RE: [Proposal] Add accumulated statistics

From: "imai(dot)yoshikazu(at)fujitsu(dot)com" <imai(dot)yoshikazu(at)fujitsu(dot)com>
To: "imai(dot)yoshikazu(at)fujitsu(dot)com" <imai(dot)yoshikazu(at)fujitsu(dot)com>, "tsunakawa(dot)takay(at)fujitsu(dot)com" <tsunakawa(dot)takay(at)fujitsu(dot)com>, 'Pavel Stehule' <pavel(dot)stehule(at)gmail(dot)com>
Cc: Robert Haas <robertmhaas(at)gmail(dot)com>, "yotsunaga(dot)naoki(at)fujitsu(dot)com" <yotsunaga(dot)naoki(at)fujitsu(dot)com>, Bruce Momjian <bruce(at)momjian(dot)us>, Phil Florent <philflorent(at)hotmail(dot)com>, Michael Paquier <michael(at)paquier(dot)xyz>, Tomas Vondra <tomas(dot)vondra(at)2ndquadrant(dot)com>, "pgsql-hackers(at)lists(dot)postgresql(dot)org" <pgsql-hackers(at)lists(dot)postgresql(dot)org>
Subject: RE: [Proposal] Add accumulated statistics
Date: 2019-10-30 05:55:28
Message-ID: OSAPR01MB4609E9796B0B15DBFD6049DD94600@OSAPR01MB4609.jpnprd01.prod.outlook.com
Views: Raw Message | Whole Thread | Download mbox | Resend email
Thread:
Lists: pgsql-hackers

On Wed, Oct 30, 2019 at 5:51 AM, imai(dot)yoshikazu(at)fujitsu(dot)com wrote:
> The overhead which is induced by getting wait event info was discussed from old times, but I couldn't find the actual
> measuring results, so I want to measure its overhead.

And here is the patch which counts the wait event and measuring the wait event time.
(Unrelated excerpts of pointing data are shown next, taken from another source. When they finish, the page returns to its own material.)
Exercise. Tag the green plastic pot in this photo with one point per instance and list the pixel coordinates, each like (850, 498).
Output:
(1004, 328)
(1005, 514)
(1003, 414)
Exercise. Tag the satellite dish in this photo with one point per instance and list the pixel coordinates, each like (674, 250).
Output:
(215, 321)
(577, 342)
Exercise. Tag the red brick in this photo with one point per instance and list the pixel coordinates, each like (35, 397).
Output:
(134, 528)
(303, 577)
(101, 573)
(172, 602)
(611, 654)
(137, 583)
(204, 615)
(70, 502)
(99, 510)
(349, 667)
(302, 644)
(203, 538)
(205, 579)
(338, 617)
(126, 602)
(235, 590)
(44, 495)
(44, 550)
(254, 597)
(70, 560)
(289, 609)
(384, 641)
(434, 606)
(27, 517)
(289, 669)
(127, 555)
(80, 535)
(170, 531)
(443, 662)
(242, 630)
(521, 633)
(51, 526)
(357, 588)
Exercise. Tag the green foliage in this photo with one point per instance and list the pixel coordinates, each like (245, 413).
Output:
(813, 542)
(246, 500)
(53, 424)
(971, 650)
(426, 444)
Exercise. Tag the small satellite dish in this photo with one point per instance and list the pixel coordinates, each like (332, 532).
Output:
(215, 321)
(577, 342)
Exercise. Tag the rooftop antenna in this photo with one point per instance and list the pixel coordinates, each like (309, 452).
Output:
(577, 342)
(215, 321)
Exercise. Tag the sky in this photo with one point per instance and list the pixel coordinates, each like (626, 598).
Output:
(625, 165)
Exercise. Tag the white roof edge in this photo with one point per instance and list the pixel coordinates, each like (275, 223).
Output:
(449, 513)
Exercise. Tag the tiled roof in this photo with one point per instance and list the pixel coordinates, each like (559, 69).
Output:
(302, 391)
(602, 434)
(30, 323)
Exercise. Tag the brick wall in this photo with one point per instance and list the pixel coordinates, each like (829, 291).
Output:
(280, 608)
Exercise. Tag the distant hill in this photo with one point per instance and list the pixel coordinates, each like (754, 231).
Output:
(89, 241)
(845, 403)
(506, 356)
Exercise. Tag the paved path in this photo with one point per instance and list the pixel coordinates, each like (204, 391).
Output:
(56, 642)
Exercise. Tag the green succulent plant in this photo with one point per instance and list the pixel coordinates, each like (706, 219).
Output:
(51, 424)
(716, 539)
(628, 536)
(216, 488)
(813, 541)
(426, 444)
It is currently like POC and has several things to be improved.

You can get wait event info by executing "select * from pg_stat_waitaccum;" and reset its counters by "select pg_stat_reset_shared('waitaccum');".

I tried to reduce the overhead of counting the wait event. It is difficult to reduce the overhead of measuring wait events times, I made measuring time is configurable like track_io_timing.

In the other DB, they use more light function than gettimeofday or clock_gettime and it is the CPU cycle counter, rdtsc.
So I also created the patch which uses rdtsc for measuring wait events times.
There are some investigations for rdtsc before[1]. If we want to use rdtsc, we need more investigation for which platform can use it or how to prevent time go backwards in the rdtsc and so on.
Here, I wanted to see its overhead, so I didn't care such things in this patch.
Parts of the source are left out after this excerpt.